Accessing indicators or multiple dataElements within subExpressions

mv_evans · 20 September 2024 15:18

Hello,

I’m trying to do a calculation that is maybe the limit of what indicator analytics are meant to do (v. 2.40.3).

The goal is to have an indicator that represents how many health facilities have cases over a facility-specific threshold per health district for a specific three month period (current month +2). The threshold is based on the long term average of the case number for that same three month season over the prior three years, which is stored as a separate dataElement. I know technically subExpressions only take one dataElement, but it seems to be somewhat working with two and returning a Valid expression.

The way I think I should write out this formula would be:

subExpression(if((#{DE1} + #{DE1}.periodOffset(1) + #{DE1}.periodOffset(2)) > (#{DE2}.periodOffset(-12) +#{DE2}.periodOffset(-11) + #{DE2}.periodOffset(-10) + #{DE2}.periodOffset(-24) + #{DE2}.periodOffset(-23) + #{DE2}.periodOffset(-22) +#{DE2}.periodOffset(-36) + #{DE2}.periodOffset(-35) + #{DE2}.periodOffset(-34))/3,1,0)).aggregationType(SUM)

In English, for each facility, if the number of cases predicted over the next three months is greater than the average over the prior 3 years for the same period for the 2nd visit, return a 1. Then sum these to the district level, resulting in the number of facilities over this threshold.

The aggregation doesn’t seem to be working for this, as it’s still returning it at the district level as a 0, even when I can count that the values are different.

One solution I tried, if only to make this easier to manage and read was to create an indicator corresponding to each side of the equation in the if statement, but it seems like indicators don’t work within subExpressions. I would use a predictor, but I need to be able to specify these months in a very specific way that doesn’t seem possible with the sequential sampling functionality.

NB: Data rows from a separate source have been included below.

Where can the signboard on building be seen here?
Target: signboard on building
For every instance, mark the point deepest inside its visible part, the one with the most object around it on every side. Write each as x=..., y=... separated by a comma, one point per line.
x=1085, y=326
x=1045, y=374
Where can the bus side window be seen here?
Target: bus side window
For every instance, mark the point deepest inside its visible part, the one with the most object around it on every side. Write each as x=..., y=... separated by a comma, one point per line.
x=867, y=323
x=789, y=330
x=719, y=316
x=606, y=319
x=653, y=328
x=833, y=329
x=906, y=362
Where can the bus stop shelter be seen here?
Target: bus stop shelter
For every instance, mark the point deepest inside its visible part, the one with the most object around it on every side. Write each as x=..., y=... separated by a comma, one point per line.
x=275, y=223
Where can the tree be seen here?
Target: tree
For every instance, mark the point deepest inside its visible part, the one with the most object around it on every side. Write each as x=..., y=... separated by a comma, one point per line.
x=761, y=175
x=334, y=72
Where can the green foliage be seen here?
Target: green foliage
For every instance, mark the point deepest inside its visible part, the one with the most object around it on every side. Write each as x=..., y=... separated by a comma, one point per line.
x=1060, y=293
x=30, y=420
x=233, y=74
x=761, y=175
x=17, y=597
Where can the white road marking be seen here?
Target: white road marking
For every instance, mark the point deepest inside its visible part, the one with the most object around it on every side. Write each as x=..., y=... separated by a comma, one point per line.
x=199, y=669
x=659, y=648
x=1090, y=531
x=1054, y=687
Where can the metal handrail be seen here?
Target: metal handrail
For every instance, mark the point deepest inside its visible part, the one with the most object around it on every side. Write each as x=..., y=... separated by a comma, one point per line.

Any ideas/thoughts? Happy to share a seed of some fake data to play around with.

Gassim · 23 September 2024 11:30

Hi @mv_evans

The three months that you are comparing to the threshold are they months that already have data? If there is no data then using indicators is not an option to the best of my knowledge.

mv_evans · 24 September 2024 05:12

Hi @Gassim , yes they already have data.

We are making some DHIS2 indicators to support a forecasting application, so there are some dataElements that exist for the future. The thresholds are only made from historical data, however.

Gassim · 24 September 2024 08:06

Hi @mv_evans

Oh, okay, I think I get it better now, so in other words, we’re not using the DHIS2 Indicators to ‘predict’ since we’re already giving the predicted values, right?

Wouldn’t be easier if you used combined indicators instead of subexpressions?

Expression: count health facilities.
Filter: count (events or enrollments?) > threshold

mv_evans · 24 September 2024 12:32

Ah okay, so rather than a SUMIF statement we would have:

one indicator that represents the month x health facility threshold
one indicator that represents the forecasted counts
one indicator that is the filter of the facilities with forecasted values above its threhold
one indicator that is the count of the filtered facilities

Is this kind of what you are imagining? I’ve currently got some indicators for the first two to represent kind of intermediate calculations, but am having trouble getting the last ones because I can’t combine two indicators in a subExpression.

I’ve currently just wrapped it all in a Python script that GETs the relevant indicators, counts them and POSTs the count as a new dataElement. Probably not the the most elegant, but can be run with the rest of the Python updating scripts to simplify things.

Jim_Grace · 8 October 2024 23:57

Hi @mv_evans, sorry I missed seeing this until now. We had a problem with periodOffset inside subExpression, but we believed we had fixed this with 2.40.2 (see DHIS2-15874). The expression you gave looks good to me and should have worked on 2.40.3.

It should also be possible to do this with multiple predictors, but this would be rather convoluted. Your solution with the Python script is probably a better idea than that. (You could make one predictor to sum the predicted cases in the current month plus the next two, store that value 2 months from now because predictors can only access current or prior periods, then make 3 more predictors to get the case numbers for the prior three years using a combination of sequential sample count and sequential skip count. Then you could compare the two values using an indicator with a subExpression and periodOffset(2), to bring the value back to the period of interest.)

But your original expression should have worked, and that should be the best way to do this. If you would send me some fake data I would be willing to look at why it’s not working.

mv_evans · 10 October 2024 12:15

Hi @Jim_Grace Thanks for your response. Trying to get this working with a combination of indicators is on the back-burner for now as we have the Python script that we run when we do our monthly update of predictions anyways. But I plan to get back to it sometime in the future. It may very well be an artefact of our specific datasets, or it may just be that I got tangled in the combination of multiple lagged indicators because, as you mentioned, it gets a bit convoluted trying to force them to do something they aren’t really made for. I’ll let you know when I have an update.